The system detects faces in the image captured by the camera, compares them with a "prototypical" or "average" face, and produces a difference map which allows the user to literally feel what is unique about the face of the person in front of it. A prototype of our system was depicted in an episode of the BBC show Frontline Medicine.
Additionaly, we have created an Android app that can detect various signs (such as restroom, EXIT, etc') and guide the visually impaired user to the location of the sign using vibrating signals.
Moving objects are usually detected by measuring the appearance
change from a background model. The background model should adapt
to slow changes such as illumination, but detect faster changes caused
by moving objects. Particle Filters do an excellent task in modeling non
parametric distributions as needed for a background model, but may
adapt too quickly to the foreground objects.
A persistent particle filter is proposed, following bacterial persistence. Bacterial persistence is linked to the random switch of bacteria between two states: A normal growing cell and a dormant but persistent cell. The dormant cells can survive stress such as antibiotics. When a dormant cell switches to a normal status after the stress is over, bacterial growth continues.
Similar to bacteria, particles will switch between dormant and active states, where dormant particles will not adapt to the changing environment. A further modification of particle filters allows discontinuous jumps into new parameters enabling foreground objects to join the back- ground when they stop moving. This can also quickly build multi-modal distributions.

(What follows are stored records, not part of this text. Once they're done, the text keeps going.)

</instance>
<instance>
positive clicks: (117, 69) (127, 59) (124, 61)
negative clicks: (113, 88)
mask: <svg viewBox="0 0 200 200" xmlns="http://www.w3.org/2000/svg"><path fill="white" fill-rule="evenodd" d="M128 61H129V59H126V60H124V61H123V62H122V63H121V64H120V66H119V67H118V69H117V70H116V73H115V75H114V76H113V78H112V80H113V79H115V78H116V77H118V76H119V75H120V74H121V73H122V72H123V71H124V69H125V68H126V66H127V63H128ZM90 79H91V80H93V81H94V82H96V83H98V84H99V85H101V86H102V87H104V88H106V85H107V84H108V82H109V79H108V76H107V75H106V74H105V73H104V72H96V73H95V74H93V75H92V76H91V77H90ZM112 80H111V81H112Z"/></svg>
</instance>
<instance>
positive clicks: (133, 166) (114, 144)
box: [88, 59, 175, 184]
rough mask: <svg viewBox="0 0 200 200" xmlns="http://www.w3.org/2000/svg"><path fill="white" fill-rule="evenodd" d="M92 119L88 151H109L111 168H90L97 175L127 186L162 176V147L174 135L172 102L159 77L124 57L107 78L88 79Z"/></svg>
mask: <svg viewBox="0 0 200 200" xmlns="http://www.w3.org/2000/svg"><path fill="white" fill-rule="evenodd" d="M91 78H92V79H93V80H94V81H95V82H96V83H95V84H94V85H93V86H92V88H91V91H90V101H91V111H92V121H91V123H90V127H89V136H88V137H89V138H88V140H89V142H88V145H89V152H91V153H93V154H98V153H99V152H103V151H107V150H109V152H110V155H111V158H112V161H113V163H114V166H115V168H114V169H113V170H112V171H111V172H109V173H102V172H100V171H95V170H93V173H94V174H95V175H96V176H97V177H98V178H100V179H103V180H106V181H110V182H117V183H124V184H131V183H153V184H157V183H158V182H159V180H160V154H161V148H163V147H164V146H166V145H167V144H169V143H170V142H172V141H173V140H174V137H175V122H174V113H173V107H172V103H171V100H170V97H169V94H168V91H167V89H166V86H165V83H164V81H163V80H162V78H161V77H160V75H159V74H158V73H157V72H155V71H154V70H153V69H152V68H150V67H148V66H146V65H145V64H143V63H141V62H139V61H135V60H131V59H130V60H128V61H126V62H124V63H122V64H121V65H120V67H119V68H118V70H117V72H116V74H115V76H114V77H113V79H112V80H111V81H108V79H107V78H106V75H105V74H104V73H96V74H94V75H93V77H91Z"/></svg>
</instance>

I worked on HANS alongside Keren Haas and Dror Shalev as a final project for the Computer Engineering program. Our advisors were Prof. Jeff Rosenschein, Nir Pochter, and Zinovi Rabinovich.
HANS has won the Computer Engineering School 2008 "Best Computer Engineering Project" award.
Building autonomous robots that can operate in various scenarios has long been a goal of research in Artificial Intelligence. Recent progress has been made on space exploration systems, and systems for autonomous driving. In line with this work, we present HANS, an autonomous mobile robot that navigates the Givat Ram campus of the Hebrew University. We have constructed a wheel-based platform that holds various sensors. Our system's hardware includes a GPS, compass, and digital wheel encoders for localizing the robot within the campus area. Sonar is used for fast obstacle avoidance. It also employs a video camera for vision-based path detection. HANS' software uses a wide variety of probabilistic methods and machine learning techniques, ranging from particle filters for robot localization to Gaussian Mixture Models and Expectation Maximization for its vision system. Global path planning is performed on a GPS coordinate database donated by MAPA Ltd., and local path planning is implemented using the A* algorithm on a local grid map constructed by the robot's sensors.
The algorithm has been developed as part of 'guided work' that took place during the spring semester of 2007 under the supervision of Prof. Shmuel Peleg.
In this report we describe an algorithm for foreground layer extraction based on EM learning and min-cut. The background is unknown but assumed to be static, and the foreground is therefore defined as the dynamic part of the frame. From a single video stream our algorithm uses color cues as well as information from image contrast, that is, the color differences between adjacent pixels, to cut out the foreground layer. Experimental results show that the accuracy is good enough for most practical uses.
Courses I TAed and students I've mentored
A simple Python annotation tool I wrote to collect ground truth for part-based models.
This code is designed to be a simple tool for annotating objects in images. An object is defined as a set of parts, and a part is defined as a rectangle in the image.
Each annotated object must have the same number of parts. There can be many objects in a single image, e.g. when annotating people in images, the tool allows you to annotate multiple people in an image.